No Profit in Preparing for Disaster

 

It’s pretty obvious when a politician is milking a situation for all the political power he can wrest out of it. Like Erin O’Toole standing up during Question Period and self-righteously demanding that the Prime Minister give Canadians what we all want and cannot have: a date when we can get a COVID inoculation. The genius political argument that O’Toole derives from this is, “Why doesn’t Canada have a vaccine-producing capability of its own?”

Let Me Tell You a Story…

Once upon a time, Canada had a research program that could respond to health problems by creating new cures for diseases. Now, when we really need it, we don’t have that program anymore. Why not? Well, Brian Mulroney’s Conservatives privatized it. And guess what happened next?

Private vs Public Enterprise

I have perhaps belaboured the point in earlier posts, but there are some areas of human activity that should be accomplished by business, and other areas that should be under the control of government, and heaven help the country that gets it wrong. The COVID pandemic has revealed to us one more area where Free Enterprise cannot be counted on to fulfill society’s needs. There’s simply not enough profit in scientific research, especially in the medical field. So if we depend on for-profit businesses to keep a research capacity ready for any emergency, they won’t.

So We Didn’t

The Conservative Party gave the job to their friends in the business world. The businessmen couldn’t make any money at it, so they shut it down. You want irony? The only Canadian contender for a COVID 19 vaccine is a process that uses tobacco.
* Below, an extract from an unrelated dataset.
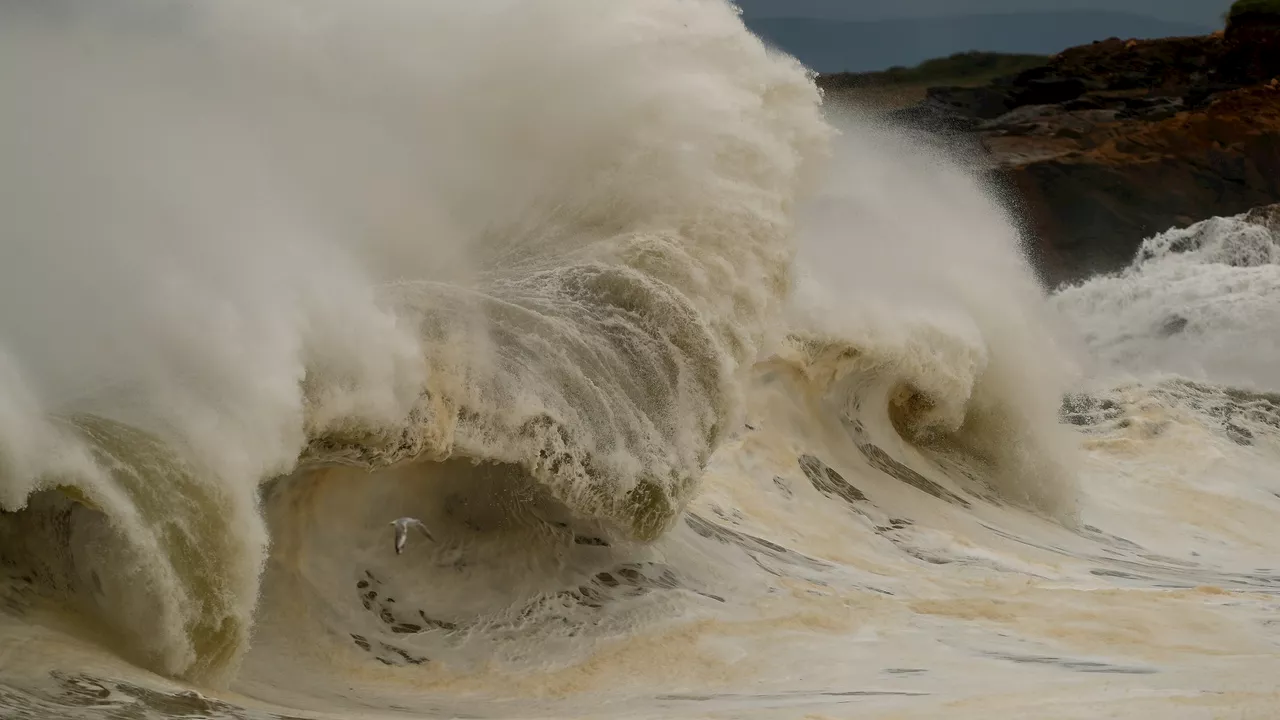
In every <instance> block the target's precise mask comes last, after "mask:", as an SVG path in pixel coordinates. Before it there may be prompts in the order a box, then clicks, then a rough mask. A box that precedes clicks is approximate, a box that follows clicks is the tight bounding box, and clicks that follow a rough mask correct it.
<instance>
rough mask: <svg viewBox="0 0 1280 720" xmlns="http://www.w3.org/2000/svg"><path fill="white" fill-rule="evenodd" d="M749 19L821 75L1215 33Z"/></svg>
mask: <svg viewBox="0 0 1280 720" xmlns="http://www.w3.org/2000/svg"><path fill="white" fill-rule="evenodd" d="M744 20H745V22H746V26H748V27H749V28H750V29H751V32H754V33H756V35H758V36H759V37H760V38H762V40H764V41H765V42H768V44H771V45H773V46H776V47H778V49H781V50H783V51H785V53H788V54H791V55H794V56H795V58H796V59H799V60H800V61H801V63H804V64H805V65H806V67H809V68H812V69H814V70H818V72H820V73H838V72H867V70H879V69H884V68H890V67H893V65H916V64H919V63H922V61H924V60H928V59H931V58H940V56H946V55H952V54H956V53H964V51H969V50H982V51H989V53H1007V54H1033V55H1050V54H1053V53H1059V51H1061V50H1065V49H1066V47H1071V46H1075V45H1087V44H1089V42H1092V41H1094V40H1103V38H1107V37H1124V38H1130V37H1132V38H1153V37H1172V36H1189V35H1206V33H1208V32H1212V31H1213V29H1216V28H1212V27H1207V26H1199V24H1193V23H1180V22H1169V20H1161V19H1156V18H1149V17H1144V15H1133V14H1128V13H1112V12H1103V10H1084V12H1065V13H1010V14H991V15H961V17H942V18H910V19H888V20H867V22H858V20H854V22H842V20H832V19H818V18H760V17H751V15H744Z"/></svg>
It’s being funded partially by the Phillip Morris Company.

On the Global Scale

If you want more on the situation, here’s an article by Noam Chomsky that pretty well sums up what’s happening to health care in the economic and political world.
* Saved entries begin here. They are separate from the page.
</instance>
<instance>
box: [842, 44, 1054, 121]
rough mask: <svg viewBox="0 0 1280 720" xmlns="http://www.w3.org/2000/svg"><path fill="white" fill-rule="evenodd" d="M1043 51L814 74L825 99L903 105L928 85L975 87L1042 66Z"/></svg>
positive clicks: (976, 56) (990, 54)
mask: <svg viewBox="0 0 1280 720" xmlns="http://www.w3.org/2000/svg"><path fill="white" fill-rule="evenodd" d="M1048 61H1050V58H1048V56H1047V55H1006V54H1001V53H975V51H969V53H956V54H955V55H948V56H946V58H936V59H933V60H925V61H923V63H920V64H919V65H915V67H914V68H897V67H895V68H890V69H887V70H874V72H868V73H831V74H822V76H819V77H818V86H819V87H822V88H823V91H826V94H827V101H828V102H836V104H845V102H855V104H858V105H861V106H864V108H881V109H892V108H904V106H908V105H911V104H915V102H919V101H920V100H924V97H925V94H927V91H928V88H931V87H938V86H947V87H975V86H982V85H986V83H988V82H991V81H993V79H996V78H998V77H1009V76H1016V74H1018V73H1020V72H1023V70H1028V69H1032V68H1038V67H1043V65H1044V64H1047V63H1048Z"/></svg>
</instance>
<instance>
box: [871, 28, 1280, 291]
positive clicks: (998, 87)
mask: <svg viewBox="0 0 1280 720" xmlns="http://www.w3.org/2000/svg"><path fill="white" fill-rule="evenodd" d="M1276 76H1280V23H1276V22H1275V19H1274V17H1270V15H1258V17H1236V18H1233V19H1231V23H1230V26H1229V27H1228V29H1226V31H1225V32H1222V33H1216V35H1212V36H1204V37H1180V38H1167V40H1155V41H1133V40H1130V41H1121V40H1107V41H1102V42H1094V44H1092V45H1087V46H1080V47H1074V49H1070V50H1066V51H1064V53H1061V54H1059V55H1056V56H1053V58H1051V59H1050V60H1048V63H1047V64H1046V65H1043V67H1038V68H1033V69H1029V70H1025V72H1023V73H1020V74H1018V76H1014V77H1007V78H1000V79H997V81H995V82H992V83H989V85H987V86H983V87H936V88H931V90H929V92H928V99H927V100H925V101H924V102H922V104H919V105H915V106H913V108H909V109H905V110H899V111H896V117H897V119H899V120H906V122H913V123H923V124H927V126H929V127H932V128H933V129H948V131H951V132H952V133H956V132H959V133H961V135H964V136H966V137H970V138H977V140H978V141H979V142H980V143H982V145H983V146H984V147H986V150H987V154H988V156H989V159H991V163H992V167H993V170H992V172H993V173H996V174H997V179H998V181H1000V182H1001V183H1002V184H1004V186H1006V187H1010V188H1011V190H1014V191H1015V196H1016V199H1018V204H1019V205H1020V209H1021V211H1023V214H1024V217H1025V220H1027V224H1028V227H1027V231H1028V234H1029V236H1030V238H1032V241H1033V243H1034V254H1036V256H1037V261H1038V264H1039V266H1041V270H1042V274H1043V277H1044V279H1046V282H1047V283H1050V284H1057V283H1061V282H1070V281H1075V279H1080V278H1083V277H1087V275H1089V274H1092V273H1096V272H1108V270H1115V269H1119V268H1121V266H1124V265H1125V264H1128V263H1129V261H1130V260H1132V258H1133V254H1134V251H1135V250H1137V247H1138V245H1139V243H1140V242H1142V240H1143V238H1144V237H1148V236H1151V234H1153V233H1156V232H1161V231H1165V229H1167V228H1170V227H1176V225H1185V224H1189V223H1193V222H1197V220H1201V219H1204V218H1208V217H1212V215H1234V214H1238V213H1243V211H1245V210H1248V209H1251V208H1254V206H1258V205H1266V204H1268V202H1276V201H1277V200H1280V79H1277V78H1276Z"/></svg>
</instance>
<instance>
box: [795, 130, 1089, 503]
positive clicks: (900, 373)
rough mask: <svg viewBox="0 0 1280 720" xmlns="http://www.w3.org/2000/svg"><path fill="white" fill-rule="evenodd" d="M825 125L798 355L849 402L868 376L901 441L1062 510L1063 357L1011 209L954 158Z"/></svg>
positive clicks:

He quotes the New York Times: “The stalled efforts to create a new class of cheap, easy-to-use ventilators highlight the perils of outsourcing projects with critical public-health implications to private companies; their focus on maximizing profits is not always consistent with the government’s goal of preparing for a future crisis.”

This article was obviously written during the “ventilator shortage” phase of the pandemic, but the ideas flow right down to the “vaccine shortage” of today.

Back to Normal

We won’t be going back to normal any time soon. This could be a good thing because the old normal was what caused the problem in the first place. Hopefully the new normal will include government sponsorship of preparedness programs.